Before leaving, be sure to press the brake pedal several times to bleed the brakes. During the replacement process, we compressed the cylinder pistons; now they need to be returned to their original position so that they press the pads against the brake discs. Don't be alarmed, the pedal may fall to the floor the first two times. After the brake fluid fills the cylinders, it will regain its former elasticity.
We remove the old ones
We jack up the rear wheel of the VAZ 2107 and remove it. You must first take the necessary safety measures: install shoes under the wheels, place a safety stand under the body. This task is usually not difficult. Next it will be a little more difficult. It happens that the brake drum gets stuck to the axle shaft, and it is impossible to remove it using standard means.
In this case, the drum is “torn off” - the guides are unscrewed, the car is started, the gear is engaged and the speed is increased, and then the brake is sharply pressed.
Be very careful when performing this operation - ensure that the VAZ 2107 is securely secured so that it does not fall off the jack.
- We remove the brake drum and check the condition of the brake pad linings. In addition to wear, there may be a partial breakage of the linings, since, unlike the front ones, the rear ones are not solid. We determine whether one or both pads need to be replaced.

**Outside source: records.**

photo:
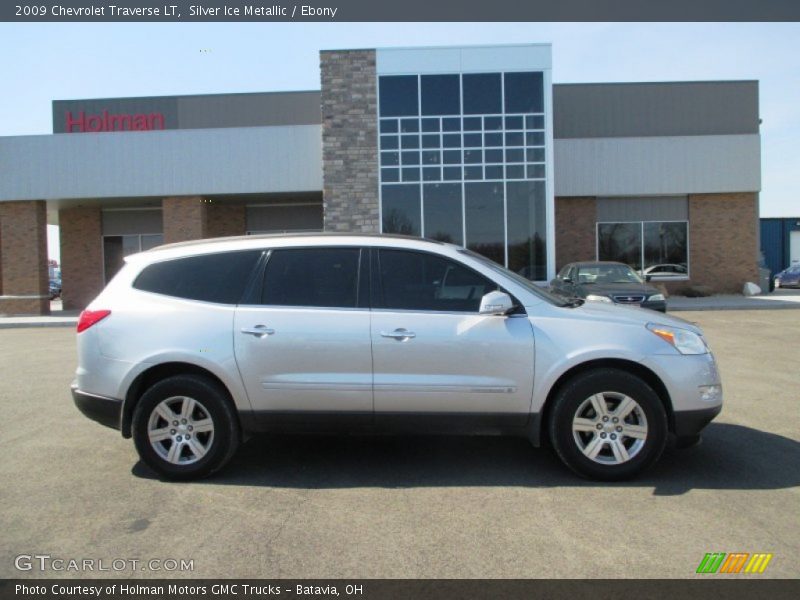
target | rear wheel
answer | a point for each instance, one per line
(184, 427)
(608, 424)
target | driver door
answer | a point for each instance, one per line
(433, 353)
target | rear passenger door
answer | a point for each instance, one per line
(303, 342)
(434, 354)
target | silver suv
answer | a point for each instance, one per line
(193, 346)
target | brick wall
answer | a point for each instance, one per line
(349, 141)
(23, 251)
(576, 230)
(81, 234)
(185, 218)
(225, 220)
(723, 241)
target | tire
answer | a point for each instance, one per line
(185, 427)
(639, 434)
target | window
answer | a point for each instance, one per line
(462, 159)
(399, 96)
(527, 251)
(443, 212)
(441, 94)
(484, 218)
(426, 282)
(219, 278)
(117, 247)
(482, 94)
(524, 93)
(321, 277)
(647, 244)
(401, 208)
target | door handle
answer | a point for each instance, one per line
(399, 334)
(258, 331)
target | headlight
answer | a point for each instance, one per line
(685, 341)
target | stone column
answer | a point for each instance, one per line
(81, 234)
(349, 141)
(185, 218)
(723, 241)
(23, 251)
(576, 230)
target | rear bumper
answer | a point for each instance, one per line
(691, 422)
(104, 410)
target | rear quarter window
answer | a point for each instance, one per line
(219, 278)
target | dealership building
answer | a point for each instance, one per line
(470, 145)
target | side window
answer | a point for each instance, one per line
(219, 277)
(426, 282)
(322, 277)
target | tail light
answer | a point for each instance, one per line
(90, 317)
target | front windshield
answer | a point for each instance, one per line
(526, 283)
(607, 274)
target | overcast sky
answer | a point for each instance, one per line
(44, 62)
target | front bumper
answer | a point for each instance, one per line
(688, 423)
(104, 410)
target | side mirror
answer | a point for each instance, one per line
(496, 303)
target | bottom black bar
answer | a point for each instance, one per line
(710, 586)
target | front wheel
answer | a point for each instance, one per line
(184, 427)
(608, 424)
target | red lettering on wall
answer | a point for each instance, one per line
(82, 123)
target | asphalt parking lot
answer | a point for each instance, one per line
(406, 507)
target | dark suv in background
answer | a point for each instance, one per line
(606, 281)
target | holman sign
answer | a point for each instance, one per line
(82, 122)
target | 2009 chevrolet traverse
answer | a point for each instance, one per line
(193, 345)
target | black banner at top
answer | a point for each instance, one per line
(398, 11)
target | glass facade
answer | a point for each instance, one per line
(462, 160)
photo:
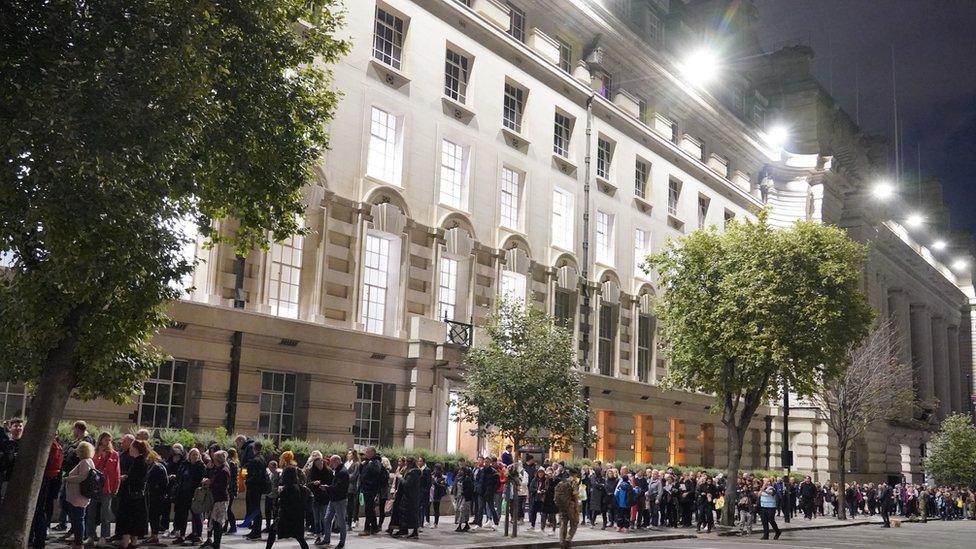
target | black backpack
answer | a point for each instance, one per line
(93, 485)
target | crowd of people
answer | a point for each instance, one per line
(186, 498)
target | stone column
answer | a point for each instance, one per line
(921, 347)
(943, 374)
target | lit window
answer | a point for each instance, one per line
(513, 287)
(388, 38)
(13, 400)
(447, 289)
(511, 193)
(513, 107)
(164, 396)
(674, 193)
(608, 338)
(383, 156)
(565, 56)
(277, 417)
(645, 338)
(516, 24)
(285, 274)
(562, 219)
(604, 157)
(702, 211)
(456, 76)
(642, 241)
(376, 279)
(562, 135)
(604, 238)
(642, 172)
(453, 174)
(368, 405)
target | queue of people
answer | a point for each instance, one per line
(186, 498)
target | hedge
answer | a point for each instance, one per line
(163, 439)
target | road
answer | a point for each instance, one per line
(933, 535)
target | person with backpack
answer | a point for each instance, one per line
(80, 484)
(99, 511)
(132, 518)
(289, 519)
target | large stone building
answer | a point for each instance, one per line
(475, 144)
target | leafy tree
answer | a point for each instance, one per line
(744, 309)
(952, 452)
(875, 386)
(121, 120)
(524, 384)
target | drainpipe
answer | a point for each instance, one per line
(584, 272)
(236, 347)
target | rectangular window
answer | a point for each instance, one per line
(383, 157)
(511, 194)
(565, 56)
(604, 157)
(369, 402)
(604, 238)
(563, 309)
(453, 174)
(608, 337)
(674, 193)
(563, 133)
(388, 38)
(447, 289)
(642, 244)
(513, 107)
(516, 25)
(376, 275)
(285, 275)
(562, 219)
(702, 211)
(164, 396)
(513, 286)
(645, 332)
(642, 172)
(277, 417)
(456, 76)
(13, 400)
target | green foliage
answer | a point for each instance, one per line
(124, 120)
(524, 383)
(952, 452)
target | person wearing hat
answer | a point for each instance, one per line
(767, 510)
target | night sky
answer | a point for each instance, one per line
(935, 65)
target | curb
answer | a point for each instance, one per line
(809, 527)
(590, 542)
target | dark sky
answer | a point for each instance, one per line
(935, 64)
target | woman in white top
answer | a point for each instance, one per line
(77, 502)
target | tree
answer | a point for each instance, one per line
(524, 384)
(121, 121)
(875, 386)
(952, 452)
(743, 310)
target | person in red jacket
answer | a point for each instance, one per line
(50, 486)
(100, 509)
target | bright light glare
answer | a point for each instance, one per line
(777, 136)
(883, 190)
(701, 67)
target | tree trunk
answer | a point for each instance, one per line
(734, 447)
(46, 409)
(842, 488)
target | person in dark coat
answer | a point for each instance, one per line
(290, 510)
(132, 516)
(408, 501)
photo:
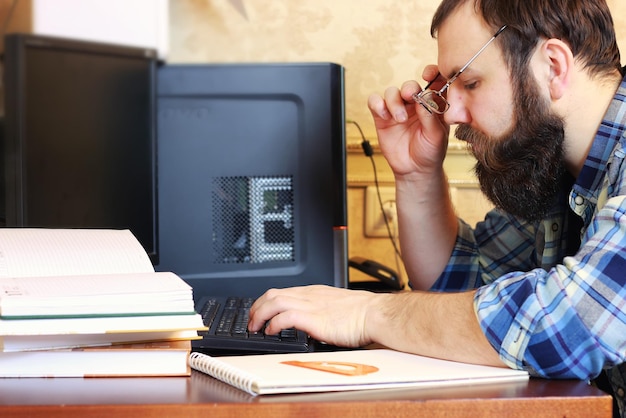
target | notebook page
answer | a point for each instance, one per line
(31, 252)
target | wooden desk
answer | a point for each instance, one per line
(203, 396)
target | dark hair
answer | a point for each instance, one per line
(585, 25)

- Using a flat-head screwdriver, remove the lower tension spring;
- Using pliers, remove the spring clamps from the guides, turning them until the slots match;
- Using a screwdriver, press on one end of the upper spring and remove it.
This is the last action, after which nothing holds the pads anymore, and they fall.

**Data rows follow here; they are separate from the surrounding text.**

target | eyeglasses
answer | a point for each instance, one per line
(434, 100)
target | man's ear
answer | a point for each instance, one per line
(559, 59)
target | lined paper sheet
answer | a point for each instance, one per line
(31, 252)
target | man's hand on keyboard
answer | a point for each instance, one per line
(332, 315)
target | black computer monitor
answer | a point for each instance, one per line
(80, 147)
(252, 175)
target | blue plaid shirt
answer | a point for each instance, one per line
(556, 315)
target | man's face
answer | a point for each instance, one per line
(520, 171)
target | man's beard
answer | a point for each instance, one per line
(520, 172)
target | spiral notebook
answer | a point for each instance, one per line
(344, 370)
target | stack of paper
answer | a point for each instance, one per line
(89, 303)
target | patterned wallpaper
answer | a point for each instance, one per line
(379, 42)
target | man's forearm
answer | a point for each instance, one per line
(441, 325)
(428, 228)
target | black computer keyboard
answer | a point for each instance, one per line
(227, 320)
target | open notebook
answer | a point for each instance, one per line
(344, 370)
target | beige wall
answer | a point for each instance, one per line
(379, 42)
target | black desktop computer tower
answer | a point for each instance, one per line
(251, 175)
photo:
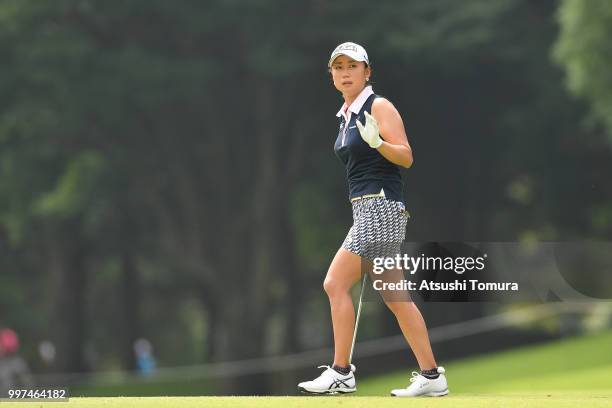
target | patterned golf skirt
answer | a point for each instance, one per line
(379, 228)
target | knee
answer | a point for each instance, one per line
(396, 307)
(333, 287)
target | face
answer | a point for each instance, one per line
(349, 76)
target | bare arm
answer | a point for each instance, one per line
(395, 146)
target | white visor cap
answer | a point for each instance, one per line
(355, 51)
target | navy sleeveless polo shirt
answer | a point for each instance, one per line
(367, 171)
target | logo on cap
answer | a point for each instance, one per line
(346, 47)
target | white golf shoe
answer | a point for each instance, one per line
(423, 386)
(330, 382)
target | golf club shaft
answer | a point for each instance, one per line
(363, 280)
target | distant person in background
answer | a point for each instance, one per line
(372, 144)
(14, 372)
(145, 361)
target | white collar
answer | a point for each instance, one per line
(358, 102)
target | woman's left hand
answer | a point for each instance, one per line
(370, 132)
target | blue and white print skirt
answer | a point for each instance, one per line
(379, 228)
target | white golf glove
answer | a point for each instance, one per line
(370, 132)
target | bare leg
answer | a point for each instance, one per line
(410, 321)
(343, 273)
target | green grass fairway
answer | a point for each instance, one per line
(557, 400)
(571, 373)
(577, 364)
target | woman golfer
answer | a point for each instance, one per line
(371, 143)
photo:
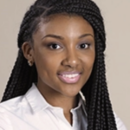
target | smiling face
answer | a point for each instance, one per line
(64, 53)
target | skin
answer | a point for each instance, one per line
(71, 33)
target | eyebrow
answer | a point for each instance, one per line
(61, 38)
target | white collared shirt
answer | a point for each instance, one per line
(32, 112)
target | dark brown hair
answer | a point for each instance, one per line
(98, 105)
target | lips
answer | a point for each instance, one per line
(69, 77)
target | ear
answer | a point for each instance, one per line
(28, 51)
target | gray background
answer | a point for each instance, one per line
(116, 14)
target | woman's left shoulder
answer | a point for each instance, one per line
(119, 123)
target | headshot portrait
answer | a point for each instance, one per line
(64, 65)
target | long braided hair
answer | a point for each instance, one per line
(98, 105)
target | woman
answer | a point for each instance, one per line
(58, 81)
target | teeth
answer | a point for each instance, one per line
(70, 75)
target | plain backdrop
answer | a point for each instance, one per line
(116, 15)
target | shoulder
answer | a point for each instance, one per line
(119, 123)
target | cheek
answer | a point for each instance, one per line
(46, 63)
(88, 62)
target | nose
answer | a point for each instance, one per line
(71, 59)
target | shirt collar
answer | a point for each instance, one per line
(38, 102)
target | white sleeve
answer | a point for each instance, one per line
(119, 123)
(5, 123)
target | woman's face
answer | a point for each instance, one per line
(64, 54)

Sequence of actions when replacing rear pads
Preparatory stage: a set of automotive tools, rags, liquid for removing deposits, a new parking brake cable, graphite-based lubricant.

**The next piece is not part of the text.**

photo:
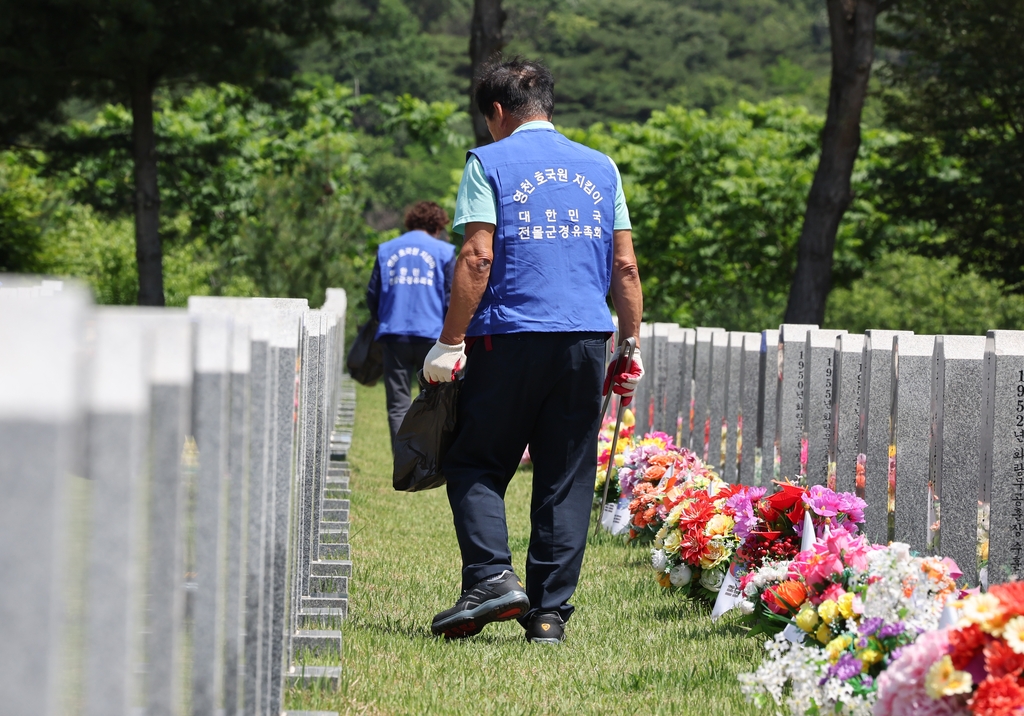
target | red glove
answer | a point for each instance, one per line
(624, 382)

- We install the car on the inspection hole, fix the front wheels with wheel chocks, remove the rear wheel;
- Underneath the bottom, we unscrew (loosen) the handbrake cable for the convenience of carrying out maintenance work;
- Gently tap the drum guide bolts with a hammer. During operation and installation/disassembly, the bolts stick and are difficult to unscrew. If tapping does not help, spray with liquid to remove deposits, wait 10 minutes, then start unscrewing;
- After removing the drum cover, pay attention to the position of the parking brake lever. If it is not located near the lever, it means it is jammed and must be replaced. If you ignore this signal, it will be problematic to install the drum in its normal position;
- Remove the upper pressure spring, press the strut support, and turn it until it completely coincides with the slot. Remove the two cups and the spring from the stand;
- Disconnect the cable shank from the handbrake lever. We clean the disc from dirt, deposits, and rust;
- We carry out troubleshooting of the brake cylinder and seals. If there are signs of wear, leakage, or deformation, replace it with a new repair kit;
- We remove the parking brake lever from the old pads, take out the cotter pin and washer;
- Please note that the left and right levers are different and not interchangeable. Next, you need to install a spacer bar and move the pads apart. When installed correctly, the lugs are vertical;
- We start a new cable, fix it in the eye;
- We install new pads and assemble the structure in reverse order. If you have any difficulties with installation, it is better to watch the video presented in this manual.
The final stage: adjusting and tensioning the handbrake lever. In accordance with the requirements of the instruction manual, the handbrake should clamp the pads already at 5–6 clicks. Exceeding the norm indicates weakening, and decreasing indicates excessive tension.